Understanding Low-Frequency Dynamics with Terahertz (THz) Spectroscopy

Terahertz (THz) spectroscopy is another powerful tool we use to study the collective dynamics of liquid crystals. When exposed to THz radiation, liquid crystals exhibit low-frequency vibrational modes, which can be studied to understand how these materials respond to external stimuli. In particular, we are investigating how the electronic and molecular structures of liquid crystals evolve across phase transitions, from isotropic liquids to liquid crystal and solid phases.

Recent studies have shown that ultrafast changes in the refractive index of liquid crystals occur on femtosecond timescales due to electronic excitations. These excitations relax through coherent molecular vibrations, which modulate the material’s birefringence at frequencies in the few THz range.

By using THz pump-optical probe setups, we can investigate how molecular dynamics in liquid crystals differ from the behavior of individual molecules.

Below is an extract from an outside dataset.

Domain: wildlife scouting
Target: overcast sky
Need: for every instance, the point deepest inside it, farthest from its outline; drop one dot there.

Our research addresses several key questions:

• How do collective molecular motions in liquid crystals differ from single-molecule dynamics?

• Can resonant collective dynamics influence the material's electronic and structural properties?

• What are the mechanisms behind THz radiation absorption in liquid crystals, and how do they vary across the 1–10 THz range?

• Can we induce phonon-like excitations in liquid crystals?

This detailed examination of low-frequency dynamics in liquid crystals provides deeper insights into their collective behaviors and enables us to understand and control their structural and electronic properties, particularly during phase transitions and under external influences.